Der Roman trägt wohl deutliche autobiografische Autorin: eine Tochter, die entdeckt, dass ihre Eltern nicht ihre leiblichen Eltern sind. Wer sind diese? Wer ist sie selbst? Wo kommt sie her?
Dabei sind auch ihre Eltern einmal Kinder gewesen, die ihre Eltern weggegeben haben. Sie waren ungewollt, wollten aber selber Kinder, die sie nicht bekommen konnten. Tragischer Weise können sie – vielleicht auch aufgrund ihrer Erfahrungen in ihrer Kindheit – ihrer angenommenen Tochter keine wirklich guten Eltern sein. Man könnte von vererbten Leid oder Trauma sprechen, nur mit der Ironie des Schicksals ohne wirkliche Vererbung.

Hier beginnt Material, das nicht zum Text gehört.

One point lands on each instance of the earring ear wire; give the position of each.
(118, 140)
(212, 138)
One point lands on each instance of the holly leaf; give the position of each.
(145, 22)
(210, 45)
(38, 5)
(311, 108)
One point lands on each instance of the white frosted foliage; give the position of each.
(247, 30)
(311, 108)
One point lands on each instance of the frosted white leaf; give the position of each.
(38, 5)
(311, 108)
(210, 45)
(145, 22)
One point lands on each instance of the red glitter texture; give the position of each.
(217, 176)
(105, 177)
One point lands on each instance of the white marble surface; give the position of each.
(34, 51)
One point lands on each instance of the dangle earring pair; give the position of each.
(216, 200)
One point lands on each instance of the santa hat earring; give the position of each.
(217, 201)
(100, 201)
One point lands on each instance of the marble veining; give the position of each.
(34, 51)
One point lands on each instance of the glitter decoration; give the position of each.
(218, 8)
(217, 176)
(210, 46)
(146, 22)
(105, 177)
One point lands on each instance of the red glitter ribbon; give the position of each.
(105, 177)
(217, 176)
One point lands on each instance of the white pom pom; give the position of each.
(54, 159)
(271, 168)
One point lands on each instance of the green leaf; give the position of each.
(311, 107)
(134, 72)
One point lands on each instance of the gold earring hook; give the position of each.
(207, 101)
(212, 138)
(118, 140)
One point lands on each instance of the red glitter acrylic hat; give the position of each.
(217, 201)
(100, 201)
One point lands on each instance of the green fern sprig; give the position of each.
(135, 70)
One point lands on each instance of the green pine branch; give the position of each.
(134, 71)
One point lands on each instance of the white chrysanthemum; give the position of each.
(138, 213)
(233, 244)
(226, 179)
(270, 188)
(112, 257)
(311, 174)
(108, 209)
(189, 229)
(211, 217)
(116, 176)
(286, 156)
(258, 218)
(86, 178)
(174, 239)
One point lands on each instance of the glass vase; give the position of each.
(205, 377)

Mir ist das Buch fremd geblieben. Für mich wird sehr häufig die Darstellung von Ekeligem, Abstoßendem, Rohen zelebriert, ohne dass sich mir erschlösse, warum. So z. B. das Schlachten und Ausnehmen eines Tintenfisches gleich zu Beginn, während sich dabei ein Geburtsprozess in Gang setzt. Auch die Protagonistin bleibt mir fremd: Ich kann mir schon vorstellen, dass es eine Erschütterung ist, zu erfahren, dass man adoptiert wurde, besonders wenn man die Umstände der Adoption hier mitbedenkt. Ich kann mir auch vorstellen, dass es das eigenen Leben aus den Fugen reißt und das Verhältnis zu den Eltern infrage stellen kann. Allerdings ist das Leben der Protagonistin schon vorher aus den Fugen und ihr Verhältnis zu den Eltern sehr fragwürdig. Von daher kommt an Ende das Bekenntnis zu den Adoptiveltern als Eltern für mich sehr unvermittelt und wenig nachvollziehbar.
Das Thema von Adoption, insbesondere illegaler, und die Auswirkungen auf die Opfer finde ich sehr wichtig. Aber vor allem durch die Art der Darstellung ist mir kein Zugang zu dem Schicksal der Protagonistin gelungen, und ich habe das Buch nicht wirklich gern gelesen.